La muerte de Esteban fue la señal para que estallara una persecución que obligó a los cristianos a esparcirse para buscar una cierta seguridad en distritos más remotos del país. En este pasaje encontramos dos detalles especialmente interesantes.

(i) Los apóstoles se mantuvieron en su sitio. Otros habrían huido, pero ellos arrostraron los peligros que pudieran presentárseles. Y esto por dos razones.

(a) Eran hombres de valor. Conrad nos cuenta que, cuando era un joven marino y estaba aprendiendo a pilotar un barco de vela, se le presentó una terrible tempestad. El hombre mayor que le estaba enseñando le dio un sencillo consejo: «Ponle siempre la proa al viento, siempre la proa.» Los apóstoles estaban decididos a presentarle la proa a todos los peligros que acecharan.

(b) Eran hombres buenos. Los mirarían como fuera por ser cristianos, pero tenían algo que inspiraba respeto. Se dice que una vez se le hizo una acusación maliciosa a Platón, y su única respuesta fue: «Viviré de tal manera que todos podrán comprobar que eso es una mentira.» La belleza y el poder de las vidas de los apóstoles eran tan impresionantes que hasta en medio de la persecución se temía ponerles la mano encima.

(ii) Saulo, dice la versión Reina-Valera, «asolaba la Iglesia.» La palabra que se usa en el original denota una crueldad brutal. Se usa acerca de un jabalí salvaje que destroza una viña, y de una fiera que descuartiza un cuerpo. El contraste entre el hombre que estaba asolando la Iglesia en este capítulo y el que en el siguiente se rindió a Cristo es intensamente dramático.

En samaria

Los que se dispersaron fueron anunciando la Buena Noticia por todo el país. Felipe bajó a un pueblo de Samaria, y les anunció al Mesías. La gente prestaba atención ansiosamente como un solo hombre a lo que les decía Felipe, escuchando sus palabras y viendo las manifestaciones del poder de Dios que realizaba; porque los espíritus inmundos salían dando chillidos de muchos a los que habían tenido dominados, y muchos que estaban paralíticos o cojos se curaban.
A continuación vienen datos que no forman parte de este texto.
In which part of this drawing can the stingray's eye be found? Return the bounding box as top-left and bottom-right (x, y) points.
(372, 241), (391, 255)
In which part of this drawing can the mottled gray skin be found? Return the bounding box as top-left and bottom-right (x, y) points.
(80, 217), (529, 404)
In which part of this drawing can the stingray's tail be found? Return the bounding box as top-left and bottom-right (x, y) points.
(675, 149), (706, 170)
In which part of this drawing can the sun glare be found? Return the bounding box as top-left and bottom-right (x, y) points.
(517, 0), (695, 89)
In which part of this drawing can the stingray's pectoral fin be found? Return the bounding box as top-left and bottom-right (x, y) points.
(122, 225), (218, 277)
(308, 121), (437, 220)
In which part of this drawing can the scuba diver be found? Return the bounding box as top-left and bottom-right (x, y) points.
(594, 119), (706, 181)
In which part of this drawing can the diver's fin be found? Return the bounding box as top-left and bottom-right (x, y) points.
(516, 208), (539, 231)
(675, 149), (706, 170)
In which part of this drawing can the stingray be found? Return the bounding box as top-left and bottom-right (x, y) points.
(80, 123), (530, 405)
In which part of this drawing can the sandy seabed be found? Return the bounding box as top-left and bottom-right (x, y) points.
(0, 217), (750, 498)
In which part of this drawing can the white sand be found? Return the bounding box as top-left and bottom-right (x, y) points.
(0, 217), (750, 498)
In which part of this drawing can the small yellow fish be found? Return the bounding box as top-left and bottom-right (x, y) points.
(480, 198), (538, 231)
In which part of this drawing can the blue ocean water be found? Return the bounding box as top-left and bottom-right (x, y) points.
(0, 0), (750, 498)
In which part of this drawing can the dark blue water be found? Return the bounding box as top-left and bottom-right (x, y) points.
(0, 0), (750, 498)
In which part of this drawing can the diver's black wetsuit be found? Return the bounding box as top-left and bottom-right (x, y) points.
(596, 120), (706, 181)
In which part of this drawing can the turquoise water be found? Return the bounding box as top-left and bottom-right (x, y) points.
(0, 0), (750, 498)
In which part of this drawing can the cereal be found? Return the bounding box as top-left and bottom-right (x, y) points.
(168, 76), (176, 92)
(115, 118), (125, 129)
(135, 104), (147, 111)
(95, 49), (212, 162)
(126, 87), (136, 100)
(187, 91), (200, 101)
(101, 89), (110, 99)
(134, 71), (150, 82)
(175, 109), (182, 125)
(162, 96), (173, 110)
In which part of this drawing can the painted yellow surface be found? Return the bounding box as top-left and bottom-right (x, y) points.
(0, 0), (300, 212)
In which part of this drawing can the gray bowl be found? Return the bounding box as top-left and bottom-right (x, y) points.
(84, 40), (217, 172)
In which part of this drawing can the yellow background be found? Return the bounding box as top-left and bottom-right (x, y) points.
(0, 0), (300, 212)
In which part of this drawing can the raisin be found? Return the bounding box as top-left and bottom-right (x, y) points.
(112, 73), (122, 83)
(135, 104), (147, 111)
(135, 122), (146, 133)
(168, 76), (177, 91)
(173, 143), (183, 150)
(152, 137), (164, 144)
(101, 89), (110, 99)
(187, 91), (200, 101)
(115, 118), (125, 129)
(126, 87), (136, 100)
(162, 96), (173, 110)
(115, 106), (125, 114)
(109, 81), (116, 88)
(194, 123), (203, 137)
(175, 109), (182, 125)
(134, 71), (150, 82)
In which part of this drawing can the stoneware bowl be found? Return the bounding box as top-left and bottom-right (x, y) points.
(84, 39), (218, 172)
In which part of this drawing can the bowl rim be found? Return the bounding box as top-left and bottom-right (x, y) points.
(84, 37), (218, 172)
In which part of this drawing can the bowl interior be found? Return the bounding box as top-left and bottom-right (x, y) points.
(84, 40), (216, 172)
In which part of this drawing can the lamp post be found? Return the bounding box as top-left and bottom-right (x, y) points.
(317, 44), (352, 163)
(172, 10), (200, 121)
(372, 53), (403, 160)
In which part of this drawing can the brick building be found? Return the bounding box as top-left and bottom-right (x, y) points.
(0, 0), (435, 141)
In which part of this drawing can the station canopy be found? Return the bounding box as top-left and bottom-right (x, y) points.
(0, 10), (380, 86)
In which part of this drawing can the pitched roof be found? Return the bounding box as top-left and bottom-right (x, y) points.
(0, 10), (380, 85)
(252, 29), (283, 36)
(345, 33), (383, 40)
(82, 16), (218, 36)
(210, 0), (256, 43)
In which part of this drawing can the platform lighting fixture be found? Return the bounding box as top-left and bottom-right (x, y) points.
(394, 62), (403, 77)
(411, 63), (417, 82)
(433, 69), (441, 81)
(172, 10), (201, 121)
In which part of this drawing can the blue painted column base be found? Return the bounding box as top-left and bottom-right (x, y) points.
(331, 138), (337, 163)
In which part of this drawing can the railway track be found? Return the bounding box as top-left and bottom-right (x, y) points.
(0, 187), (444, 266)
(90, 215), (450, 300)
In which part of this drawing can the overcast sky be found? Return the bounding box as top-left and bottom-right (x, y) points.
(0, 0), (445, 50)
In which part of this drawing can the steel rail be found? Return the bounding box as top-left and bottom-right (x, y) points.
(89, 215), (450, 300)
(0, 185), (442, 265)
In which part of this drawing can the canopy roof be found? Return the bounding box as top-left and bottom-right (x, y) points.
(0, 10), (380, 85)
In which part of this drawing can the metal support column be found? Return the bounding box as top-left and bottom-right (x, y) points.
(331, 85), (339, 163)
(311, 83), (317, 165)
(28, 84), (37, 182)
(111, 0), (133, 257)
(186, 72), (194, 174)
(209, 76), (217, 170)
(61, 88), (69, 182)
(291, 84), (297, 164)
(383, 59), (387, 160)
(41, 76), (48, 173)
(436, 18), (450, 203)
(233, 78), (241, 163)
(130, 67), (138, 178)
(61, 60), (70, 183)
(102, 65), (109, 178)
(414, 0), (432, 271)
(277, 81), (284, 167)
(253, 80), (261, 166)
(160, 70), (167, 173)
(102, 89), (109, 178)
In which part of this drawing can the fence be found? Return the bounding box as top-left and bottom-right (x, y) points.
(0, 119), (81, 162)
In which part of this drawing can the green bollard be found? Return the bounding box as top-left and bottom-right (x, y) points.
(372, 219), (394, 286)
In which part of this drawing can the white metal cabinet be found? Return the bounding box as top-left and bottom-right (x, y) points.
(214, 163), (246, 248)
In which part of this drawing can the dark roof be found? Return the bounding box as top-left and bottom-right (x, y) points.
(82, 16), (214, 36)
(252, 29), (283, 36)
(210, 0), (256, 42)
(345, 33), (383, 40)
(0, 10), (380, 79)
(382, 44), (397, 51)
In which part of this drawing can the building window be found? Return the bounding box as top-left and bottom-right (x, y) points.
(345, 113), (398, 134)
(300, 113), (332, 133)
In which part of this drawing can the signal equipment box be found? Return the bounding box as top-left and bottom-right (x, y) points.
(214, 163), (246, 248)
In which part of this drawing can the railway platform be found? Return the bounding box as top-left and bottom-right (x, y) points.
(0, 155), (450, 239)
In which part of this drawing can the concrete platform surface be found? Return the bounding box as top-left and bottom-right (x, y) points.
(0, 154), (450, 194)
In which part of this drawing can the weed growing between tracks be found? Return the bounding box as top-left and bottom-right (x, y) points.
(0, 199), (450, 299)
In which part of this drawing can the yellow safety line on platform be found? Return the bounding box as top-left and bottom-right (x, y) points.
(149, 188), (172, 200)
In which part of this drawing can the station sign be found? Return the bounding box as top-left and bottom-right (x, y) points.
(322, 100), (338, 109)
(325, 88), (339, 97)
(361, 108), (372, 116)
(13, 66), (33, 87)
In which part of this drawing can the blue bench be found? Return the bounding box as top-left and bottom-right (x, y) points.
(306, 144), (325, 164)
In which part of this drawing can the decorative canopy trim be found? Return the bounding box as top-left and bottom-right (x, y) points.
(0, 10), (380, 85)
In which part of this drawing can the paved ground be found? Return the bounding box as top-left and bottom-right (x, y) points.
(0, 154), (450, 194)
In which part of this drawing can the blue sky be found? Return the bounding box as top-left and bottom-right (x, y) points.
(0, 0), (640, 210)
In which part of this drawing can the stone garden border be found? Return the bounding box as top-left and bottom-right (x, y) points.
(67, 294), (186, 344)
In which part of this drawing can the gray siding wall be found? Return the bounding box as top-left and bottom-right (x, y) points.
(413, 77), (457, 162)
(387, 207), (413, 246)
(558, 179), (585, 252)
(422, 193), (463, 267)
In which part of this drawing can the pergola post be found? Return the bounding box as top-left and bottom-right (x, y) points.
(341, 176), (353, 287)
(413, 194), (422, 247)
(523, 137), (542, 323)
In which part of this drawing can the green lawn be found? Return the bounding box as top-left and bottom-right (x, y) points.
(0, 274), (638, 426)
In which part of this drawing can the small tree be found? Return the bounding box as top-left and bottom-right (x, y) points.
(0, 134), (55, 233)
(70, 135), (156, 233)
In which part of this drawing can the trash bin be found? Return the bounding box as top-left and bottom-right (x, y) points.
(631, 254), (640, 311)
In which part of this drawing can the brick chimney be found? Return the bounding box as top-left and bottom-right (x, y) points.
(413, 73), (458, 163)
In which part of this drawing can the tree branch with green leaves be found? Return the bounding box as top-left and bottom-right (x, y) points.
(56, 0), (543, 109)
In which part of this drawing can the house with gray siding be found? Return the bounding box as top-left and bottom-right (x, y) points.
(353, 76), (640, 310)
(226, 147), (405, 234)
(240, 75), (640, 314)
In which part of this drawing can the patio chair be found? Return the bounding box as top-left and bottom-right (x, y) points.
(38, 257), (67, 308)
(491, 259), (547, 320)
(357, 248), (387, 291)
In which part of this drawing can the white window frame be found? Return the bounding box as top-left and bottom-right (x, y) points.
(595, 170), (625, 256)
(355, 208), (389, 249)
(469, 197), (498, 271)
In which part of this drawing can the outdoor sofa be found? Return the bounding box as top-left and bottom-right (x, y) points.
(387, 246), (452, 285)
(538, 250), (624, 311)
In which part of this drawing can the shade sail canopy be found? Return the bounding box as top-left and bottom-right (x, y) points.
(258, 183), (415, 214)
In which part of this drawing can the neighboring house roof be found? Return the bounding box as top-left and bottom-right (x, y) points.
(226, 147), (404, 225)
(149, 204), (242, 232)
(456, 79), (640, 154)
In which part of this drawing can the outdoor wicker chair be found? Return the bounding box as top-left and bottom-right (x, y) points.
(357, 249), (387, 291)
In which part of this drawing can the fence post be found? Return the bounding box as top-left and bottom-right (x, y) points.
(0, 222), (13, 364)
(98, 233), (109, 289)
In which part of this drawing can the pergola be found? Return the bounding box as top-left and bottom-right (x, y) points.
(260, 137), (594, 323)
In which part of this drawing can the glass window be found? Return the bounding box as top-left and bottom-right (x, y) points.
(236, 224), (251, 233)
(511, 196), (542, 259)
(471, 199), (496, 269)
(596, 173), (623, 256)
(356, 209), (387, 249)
Había una alegría extraordinaria en aquella población.

También estaba allí uno que se llamaba Simón, que tenía alucinados a todos los de Samaria con sus trucos de magia antes de que Felipe viniera, y pretendía ser una persona importante. La gente de todas las edades y clases sociales le tomaba muy en serio, y decía de él: «Este hombre es el mismísimo poder de Dios que se puede llamar Grande.» Y le hacían mucho caso, porque hacía mucho tiempo que los tenía embaucados con su magia.

Tanto hombres como mujeres se bautizaban cuando tomaban la decisión de creer la Buena Noticia que les daba Felipe acerca del Reino de Dios y del Señor Jesucristo. El mismo Simón hizo su decisión de creer y, después de bautizarse, estaba siempre con Felipe, y se maravillaba de ver las cosas que sucedían, que eran señales inequívocas del poder de Dios en acción.

Cuando los cristianos se diseminaron, Felipe, que había sido elegido como uno de los Siete, llegó a Samaria y se puso a predicar el Evangelio. Este acontecimiento es especialmente sorprendente porque era un hecho que los judíos no se trataban con los samaritanos (Juan 4:9).